Das bringt uns also endlich zurück zum Bahnhof.  Solche Indentifizierung mit “historischen Gebäuden” mag höchst problematisch sein und mag sich in einem lächerlich provinziellem Heimatdiskurs verwandeln, aber bedeutet das, dass wir das historische abschätzen sollen?  Beide Seiten der Bahnhofsdebatte haben wohl Recht und gehen wohl gleichzeitig von falschen Prämisse aus.  Einerseits soll Architektur sich entwickeln können, soll menschliche Bedürfnisse erfüllen und muss dabei nicht unbedingt seinen historischen Charakter aufopfern.  Andererseits ist es doch ein Verlust, wenn historische Architektur verschwindet.  Gleichzeitig soll man auch nicht vergessen, Erhaltung mündet leicht in Gentrifizierung, die historische Altstädte häufig zu großen Freiluft-Einkaufspassagen reduziert (Old Town Pasadena ist ein Beispiel, das sogennante “Gaslamp Quarter” in San Diego, einst Drogen- und Rotlichtviertel sowie Schauplatz der Redefreiheitsaufstände, heute überfüllt mit schicken Restaurants und Spießerkneipen, ist ein anderes).

Das bringt uns dann zu einem Problem, das über diesen einzigen Bahnhof weit hinausgeht.  Wenn wir historische Gebäude oder Stadtpläne “weiterentwickeln” oder gar abräumen, was tritt dann an ihre Stellen?  Leider häufig die “generic city,” wie sie von Koolhaas erklärt wird.  Und im Gegensatz zu Koolhaas denke ich, Architektur und Stadtplanung doch deprimierend wirken können.  Ich habe mein Bachelorstudium in dem Inbegriff einer “generic city” gemacht, nämlich Irvine, California.  Irvine beweist, wie unmenschlich Architektur und Stadtplanung sein kann (gewiss hat der Ort viele Verteidiger, die sich gegen einen solchen Ausspruch schnell wehren würden).

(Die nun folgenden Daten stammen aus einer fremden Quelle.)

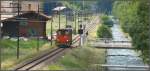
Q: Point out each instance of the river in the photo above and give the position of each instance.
(125, 57)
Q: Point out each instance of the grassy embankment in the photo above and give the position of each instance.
(28, 48)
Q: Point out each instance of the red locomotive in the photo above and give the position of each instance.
(64, 38)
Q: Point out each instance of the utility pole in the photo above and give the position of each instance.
(0, 38)
(18, 31)
(66, 18)
(52, 31)
(75, 21)
(59, 17)
(38, 43)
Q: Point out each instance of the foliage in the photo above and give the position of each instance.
(133, 16)
(104, 32)
(106, 20)
(30, 43)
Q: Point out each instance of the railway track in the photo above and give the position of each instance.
(48, 55)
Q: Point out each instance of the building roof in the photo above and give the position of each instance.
(30, 15)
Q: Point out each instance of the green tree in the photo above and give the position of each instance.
(134, 19)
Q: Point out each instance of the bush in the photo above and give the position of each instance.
(107, 21)
(104, 32)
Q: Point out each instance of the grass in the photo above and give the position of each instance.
(80, 58)
(27, 49)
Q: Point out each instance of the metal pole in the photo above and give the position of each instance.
(18, 32)
(0, 37)
(52, 32)
(75, 23)
(66, 18)
(38, 43)
(149, 33)
(59, 17)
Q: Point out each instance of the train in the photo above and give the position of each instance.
(64, 37)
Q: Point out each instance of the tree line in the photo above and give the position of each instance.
(134, 19)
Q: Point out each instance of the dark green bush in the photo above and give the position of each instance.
(104, 32)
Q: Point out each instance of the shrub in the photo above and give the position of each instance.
(104, 32)
(107, 21)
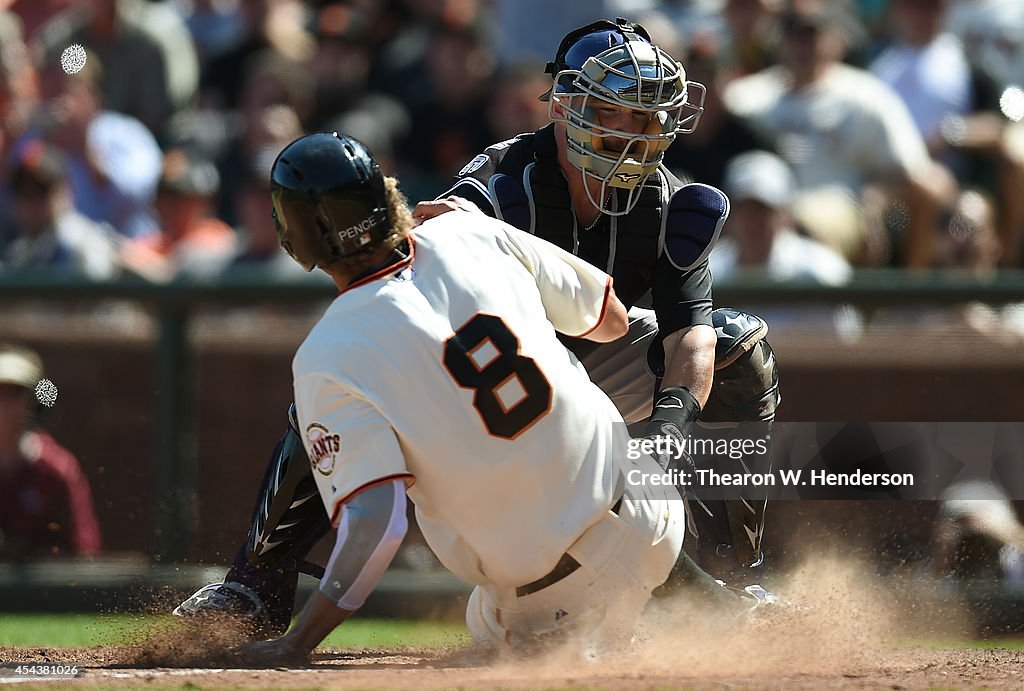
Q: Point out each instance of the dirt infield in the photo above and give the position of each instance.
(848, 631)
(908, 667)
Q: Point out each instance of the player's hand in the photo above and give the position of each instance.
(424, 211)
(279, 652)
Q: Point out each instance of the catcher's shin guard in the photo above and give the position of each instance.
(288, 520)
(741, 406)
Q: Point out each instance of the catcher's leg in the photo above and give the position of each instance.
(288, 520)
(741, 405)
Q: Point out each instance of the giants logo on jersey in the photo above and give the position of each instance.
(323, 447)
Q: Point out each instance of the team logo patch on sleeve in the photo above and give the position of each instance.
(324, 446)
(473, 165)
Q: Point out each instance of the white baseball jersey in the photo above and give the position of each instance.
(445, 370)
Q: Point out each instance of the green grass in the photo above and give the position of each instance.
(69, 631)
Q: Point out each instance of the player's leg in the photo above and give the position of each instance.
(287, 521)
(741, 406)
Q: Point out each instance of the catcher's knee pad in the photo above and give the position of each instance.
(289, 517)
(745, 387)
(741, 406)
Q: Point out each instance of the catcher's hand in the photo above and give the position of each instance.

Es ist hier aber nicht meine Absicht, gegen die ganze moderne Architektur und Stadtplanung zu toben.  Ich will aber nur sagen, der Mensch hat ein Recht auf menschliche Wohnräume.  Die Frage wäre dann, ob eine Architektur, die dem neoliberalen Marktkapitalismus dient, solche Wohnräume überhaupt aufbauen kann.

Ein kleiner Seitenpunkt:  Irvine hat auch eine Altstadt!  Wie alle Altstädte bewahrt sie die Erinnerung an vergangene Epochen der Stadtgeschichte und üben eine identitätsstiftende Wirkung auf die ganze Stadt aus.  Sie besteht aus einigen landwirtschaftlichen Bauten, die sich zwischen den 1890ern und den 1940ern datieren lassen, und anderen “modernen” Gebäuden in “historischem” Stil.  Wie man auf der Tafel nachliest, stehen ein paar nicht an ihren historischen Stellen, also sah die Altstadt vor sechzig Jahren nicht wirklich so aus.  “Old Town Irvine” umgibt heute einen Parkplatz, viele meiner Freunde da waren sogar überrascht, als ich gesagt habe, dass Irvine eine Altstadt besitzt.